L’Italia è al centro della mediazione internazionale: la nostra è stata tra le poche ambasciate a non chiudere e lo scorso 11 ottobre Federica Mogherini è stata in missione proprio a Tripoli, insieme al segretario Onu Ban Ki-moon. In Medio Oriente, oltre allo stallo del negoziato Israele-Palestina, sempre a rischio di precipitare, al futuro incerto post Primavere Arabe della Tunisia appena uscita dalle elezioni e dell’Egitto in mano ai militari, c’è la Siria, giunta al quarto anno di guerra e dove più di metà della popolazione ha lasciato il Paese. Assad pare saldo al comando nella maggioranza dello Stato, mentre nel resto del territorio e in gran parte del vicino Iraq, in piena guerra civile, l’avanzata delle milizie dell’Isis ha di fatto cancellato lo Stato, sostituito da microentità territoriali su base tribale. Desta preoccupazione il "fascino" dell'Isis a livello internazionale: sarebbero 3mila gli europei che combattono in Siria e Iraq, mentre dalla sola Tunisia ne sarebbe partito un numero uguale. Oggi l’Italia sostiene la coalizione anti-Califfato voluta da Obama, che con raid aerei prova a bloccarne l’avanzata. Finora ha già contribuito a inviare armi e addestratori ai curdi, ma Gentiloni potrebbe dover rispondere a richieste ben più impegnative da parte degli alleati. Qui sarà cruciale l’attenzione ai vicini, dalla Turchia, storico partner della Nato, costretta a subire un’innaturale alleanza anti-Isis con i curdi, al Libano visitato a giugno dalla Mogherini, dove la popolazione inizia a mostrare insofferenza verso il milione di profughi siriani e dove gli sconvolgimenti della regione mediorientale hanno sempre avuto ripercussioni interne.
Tra l’altro, proprio nel Paese dei Cedri, la missione dell’Onu Unifil II è a guida italiana e sono 1.100 i militari italiani impegnati. Parlando di Medio Oriente, non si può non citare l’Iran. Bonino e Mogherini hanno spinto per un suo coinvolgimento nella stabilizzazione dell’area, Gentiloni continuerà questa linea? Sul versante asiatico, tornerà spesso di attualità la vicenda dei due marò sotto processo in India, colosso economico con cui l’Italia ha un importante giro d’affari.
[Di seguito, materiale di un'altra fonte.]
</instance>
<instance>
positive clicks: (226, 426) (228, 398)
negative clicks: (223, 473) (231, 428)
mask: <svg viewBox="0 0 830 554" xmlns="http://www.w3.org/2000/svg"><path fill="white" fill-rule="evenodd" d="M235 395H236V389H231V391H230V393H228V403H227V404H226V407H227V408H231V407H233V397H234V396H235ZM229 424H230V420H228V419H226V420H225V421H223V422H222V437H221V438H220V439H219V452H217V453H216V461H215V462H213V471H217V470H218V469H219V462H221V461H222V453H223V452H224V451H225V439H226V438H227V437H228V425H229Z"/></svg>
I predecessori di Gentiloni hanno tentato strategie diverse, dall’internazionalizzazione del caso alla “via medica” relativa alle condizioni di salute. In Afghanistan, invece, entro l’anno l’Italia dovrà completare il ritiro dei nostri soldati. Lasciamo un Paese tutt’altro che pacificato, che rischia di fare la fine degli altri Stati in cui si voleva esportare la democrazia, Iraq e Libia. Uno dei compiti che attende poi il neoministro è quello di rinsaldare i rapporti con Pechino, senza ascoltare le sirene protezionistiche di altri colleghi Ue: per volumi d’affari, l’Italia è oggi il quinto partner europeo commerciale della Cina e ha ampi margini di crescita (l’export lombardo è salito del 3,3% nel primo semestre 2014). Infine, un consiglio che gioverebbe per ognuno di questi dossier: lavorare per costruire una posizione comune europea. L’occasione è storica. A Bruxelles, a capo dell’Eeas (European External Action Service), il nuovo servizio di diplomatici europei, c’è una potenziale alleata: Lady Pesc Federica Mogherini.